Cathia, la vingtaine, assise sur un fauteuil scrute les faits et gestes de ceux qui rentrent dans l’immeuble où elle travaille. Le teint ébène, de taille fine et plutôt réservée, ici c’est elle qui assure la sécurité des biens et des personnes. Cela fait deux ans qu’elle occupe cette position, elle est vigile. Ce métier généralement exercé par des hommes a réussi à charmer de plus en plus de femmes à Ouagadougou ces dernières années. Cathia en est une. Elle est issue d’une modeste famille vivant en zone rurale. Sa soif des études l’a poussée à chercher du travail pour se permettre de faire la classe de terminale. Après la classe de première, elle a décidé de proposer ses services à « une société de vigile » de la place. Durant les vacances, elle a été payée 50 000 FCFA (76 euros) par mois. Grâce à cette activité, elle a pu passer le Baccalauréat. Cathia travaille du lundi au samedi. Son dévouement et sa détermination lui ont permis d’obtenir la mention très bien en série littéraire au BAC 2023. Après cette étape franchie, elle a décidé une fois de plus, de se retourner vers ce métier pendant ses vacances. Elle est payée à 40 000 FCFA par mois dans son boulot actuel. Elle confie que ce job n’est pas une mince affaire, surtout pour les femmes. « Souvent, avec les contrôleurs ce n’est pas facile ». Certains contrôleurs exagèrent avec les femmes vigiles. Ils respectent plus les hommes vigiles que nous. L’entourage passe son temps à dire que ce travail n’est pas fait pour les femmes. Dans le quartier, je suis un peu gênée de dire que je suis vigile. Si les gens l’apprennent, ils vont commencer à me manquer de respect. Heureusement que ma famille le sait et m’encourage. Mon petit ami m’encourage également a révélé Cathia. Elle dit ne pas être sûre de poursuivre son cursus à l’université. En effet, étant mère, elle doit s’occuper de son enfant qui va faire la classe de CP1 à la prochaine rentrée scolaire. Elle compte demander à son employeur de l’accompagner en la faisant travailler à mi-temps. S’il n’accepte pas et qu’elle n’a pas d’autres options professionnelles, il se peut qu’elle décroche. Pour l’heure, Cathia reste optimiste et dit peser le pour et le contre.
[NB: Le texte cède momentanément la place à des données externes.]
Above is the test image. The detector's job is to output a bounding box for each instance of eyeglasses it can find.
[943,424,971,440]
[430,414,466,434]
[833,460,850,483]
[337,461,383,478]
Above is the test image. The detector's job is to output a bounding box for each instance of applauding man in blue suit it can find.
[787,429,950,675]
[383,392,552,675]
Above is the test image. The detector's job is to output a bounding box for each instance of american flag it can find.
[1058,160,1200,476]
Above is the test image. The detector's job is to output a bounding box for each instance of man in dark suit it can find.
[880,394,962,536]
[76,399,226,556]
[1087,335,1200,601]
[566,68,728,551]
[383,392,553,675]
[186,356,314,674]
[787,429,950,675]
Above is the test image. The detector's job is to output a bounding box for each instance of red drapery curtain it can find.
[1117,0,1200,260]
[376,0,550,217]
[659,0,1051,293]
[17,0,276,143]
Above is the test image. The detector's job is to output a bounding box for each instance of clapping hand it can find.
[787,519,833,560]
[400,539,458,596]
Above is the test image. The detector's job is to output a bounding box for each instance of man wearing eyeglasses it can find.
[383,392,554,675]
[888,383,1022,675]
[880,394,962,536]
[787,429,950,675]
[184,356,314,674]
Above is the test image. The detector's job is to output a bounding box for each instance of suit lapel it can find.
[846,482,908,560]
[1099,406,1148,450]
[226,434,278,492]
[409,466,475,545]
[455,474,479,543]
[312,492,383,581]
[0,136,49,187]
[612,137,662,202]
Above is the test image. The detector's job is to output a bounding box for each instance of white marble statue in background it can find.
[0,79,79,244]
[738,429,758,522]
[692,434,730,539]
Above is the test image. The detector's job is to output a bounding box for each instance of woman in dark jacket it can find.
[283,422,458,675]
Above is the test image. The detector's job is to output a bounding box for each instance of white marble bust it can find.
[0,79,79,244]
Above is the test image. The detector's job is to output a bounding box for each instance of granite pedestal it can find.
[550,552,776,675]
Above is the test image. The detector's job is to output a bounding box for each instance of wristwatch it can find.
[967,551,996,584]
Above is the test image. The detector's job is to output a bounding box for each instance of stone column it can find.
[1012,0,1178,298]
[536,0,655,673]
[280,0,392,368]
Adjara a un enfant de moins de 10 ans. Elle est aussi vigile depuis un an et demi. Pour des raisons personnelles, elle a arrêté les cours en classe de 5 e. Après cet épisode, elle s’est mariée dans son village natal. Cette union s’est soldée par un divorce. Ayant tapé à toutes les portes sans aucun retour favorable, elle a finalement jeté son dévolu sur ce boulot. Elle a dénoncé certaines sociétés de gardiennage qui ne payent pas leurs employés. Au début, ces sociétés lui devaient des arriérés de salaire. Cela n’a pas stoppé sa volonté de s’en sortir. Elle a postulé dans d’autres sociétés et aujourd’hui, elle est payée de manière régulière. Aujourd’hui, elle est rémunérée à hauteur de 42 500 FCFA. « Sur le terrain, il y a des gens qui nous respectent et d’autres non. Comme on a besoin de ce travail on va faire comment ? Si tu veux l’argent, tu dois te faire bête » a-t-elle signifié. Elle a affirmé que même pour avoir une place dans les sociétés de sécurité privée, il faut avoir « des relations ».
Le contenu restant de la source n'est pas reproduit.